The outbreak is already a global health emergency. The armed conflict in Ituri makes containment structurally harder than in any previous outbreak: health workers cannot safely reach patients, patients cannot safely reach facilities, and bodies go unmoved. Track this — the combination of no vaccine, active conflict zone, and a border closure that will affect trade between Uganda and Congo is one to watch as the rainy season approaches.


The story nobody’s covering

Japan’s shift from arms importer to arms exporter is accelerating faster than it has been reported. Just a month after Tokyo lifted post-World War II restrictions on weapons exports — a pacifist constitutional commitment held for eight decades — Philippine President Ferdinand Marcos Jr. visited Tokyo on Thursday for a summit focused on accelerating weapons sales [29,76]. The two countries discussed potential transfers of up to six Abukuma-class destroyers, TC-90 training aircraft, and Type-88 surface-to-ship missiles [29]. This is the first Philippine state visit to Japan in over a decade.

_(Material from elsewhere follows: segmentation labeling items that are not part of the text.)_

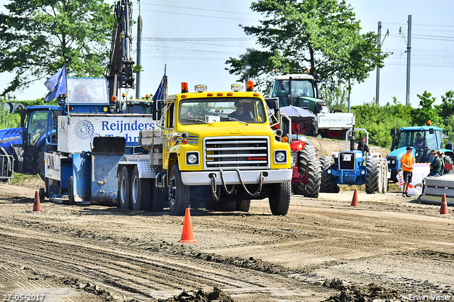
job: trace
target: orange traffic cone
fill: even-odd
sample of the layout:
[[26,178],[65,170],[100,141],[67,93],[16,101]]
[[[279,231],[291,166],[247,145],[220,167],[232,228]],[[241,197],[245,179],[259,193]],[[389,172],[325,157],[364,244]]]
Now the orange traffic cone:
[[40,195],[38,191],[35,191],[35,202],[33,202],[33,212],[41,211],[41,203],[40,203]]
[[440,207],[441,214],[448,214],[448,203],[446,203],[446,194],[441,196],[441,206]]
[[186,209],[184,214],[184,222],[183,223],[183,233],[182,233],[182,240],[178,241],[183,243],[197,243],[194,240],[192,233],[192,223],[191,222],[191,214],[189,208]]
[[355,189],[355,193],[353,193],[353,198],[350,206],[358,206],[358,190],[356,189]]

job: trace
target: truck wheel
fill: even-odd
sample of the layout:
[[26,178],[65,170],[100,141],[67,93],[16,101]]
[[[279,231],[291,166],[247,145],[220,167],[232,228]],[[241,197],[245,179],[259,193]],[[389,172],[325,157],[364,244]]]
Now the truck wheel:
[[236,202],[236,206],[235,206],[235,211],[248,213],[249,212],[250,208],[250,199],[245,199],[243,201],[240,201]]
[[339,193],[339,185],[333,183],[331,174],[326,173],[326,170],[334,165],[334,159],[331,156],[320,157],[321,164],[321,177],[320,181],[320,191],[323,193]]
[[383,164],[383,176],[382,177],[383,189],[382,189],[382,193],[386,194],[388,191],[388,161],[386,160],[386,158],[382,159],[382,164]]
[[70,198],[70,204],[75,203],[76,201],[74,198],[74,177],[70,177],[68,184],[68,196]]
[[370,158],[366,162],[366,177],[365,179],[366,193],[372,194],[380,191],[382,184],[382,169],[380,169],[380,160],[378,158]]
[[134,211],[145,211],[148,208],[151,189],[150,179],[140,179],[139,169],[135,166],[131,181],[131,201]]
[[150,208],[148,211],[150,212],[162,212],[164,209],[164,203],[165,201],[166,194],[162,193],[162,189],[155,186],[155,184],[151,184],[151,193],[153,198],[150,201]]
[[276,184],[275,186],[270,188],[270,191],[268,200],[272,215],[287,215],[290,206],[292,183],[288,181]]
[[126,167],[123,167],[118,176],[118,196],[116,201],[117,208],[123,210],[132,209],[131,204],[131,173],[128,171]]
[[36,173],[41,177],[43,181],[45,181],[44,176],[44,147],[41,147],[36,152],[35,164],[36,165]]
[[314,198],[319,197],[321,182],[321,164],[317,160],[309,160],[307,163],[307,184],[304,186],[304,196]]
[[182,216],[186,212],[186,208],[189,206],[191,196],[189,187],[182,181],[182,174],[178,164],[175,164],[170,170],[168,189],[170,213]]

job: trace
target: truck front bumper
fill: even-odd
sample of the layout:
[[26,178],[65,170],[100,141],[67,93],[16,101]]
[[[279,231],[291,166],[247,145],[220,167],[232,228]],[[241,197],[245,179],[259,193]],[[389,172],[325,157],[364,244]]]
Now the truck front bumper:
[[[241,179],[245,184],[257,184],[263,172],[263,184],[278,184],[292,180],[292,169],[258,170],[240,170]],[[226,184],[240,184],[241,181],[236,171],[223,171]],[[187,186],[204,186],[211,184],[211,174],[216,176],[216,185],[222,185],[219,171],[182,172],[182,181]]]

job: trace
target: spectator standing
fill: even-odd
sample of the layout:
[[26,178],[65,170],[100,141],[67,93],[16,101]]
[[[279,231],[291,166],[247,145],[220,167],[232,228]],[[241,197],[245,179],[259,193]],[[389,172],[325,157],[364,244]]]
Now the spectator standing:
[[414,157],[413,156],[413,148],[410,146],[406,147],[406,153],[402,155],[400,160],[400,167],[404,172],[404,188],[402,197],[410,197],[409,195],[409,187],[413,179],[413,168],[414,167]]

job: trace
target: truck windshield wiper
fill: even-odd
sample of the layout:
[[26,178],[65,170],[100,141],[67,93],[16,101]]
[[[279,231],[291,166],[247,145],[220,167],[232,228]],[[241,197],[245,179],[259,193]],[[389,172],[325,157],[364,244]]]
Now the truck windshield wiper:
[[246,122],[243,122],[243,121],[237,120],[236,118],[231,118],[230,116],[228,116],[228,119],[230,121],[233,121],[238,122],[238,123],[243,123],[244,124],[246,124],[247,125],[249,125],[249,124],[248,123],[246,123]]
[[187,121],[194,121],[194,122],[201,122],[201,123],[203,123],[204,124],[209,123],[206,121],[201,120],[199,118],[187,118]]

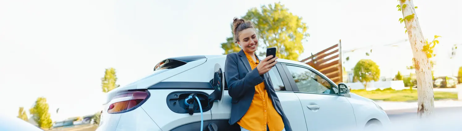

The significance goes beyond one deal. Japan is now positioned to become a major defence exporter alongside South Korea, with Southeast Asian nations actively seeking alternatives to US dependence and Chinese pressure in the South China Sea. The energy crisis and Iran war have reinforced Tokyo’s interest in tightening security ties with countries that share its vulnerability to supply disruptions. The Shangri-La Dialogue — Asia’s premier security summit — opens in Singapore on Friday, with a Chinese military university delegation attending for the first time in years [5]. Watch who talks to whom in Singapore this weekend.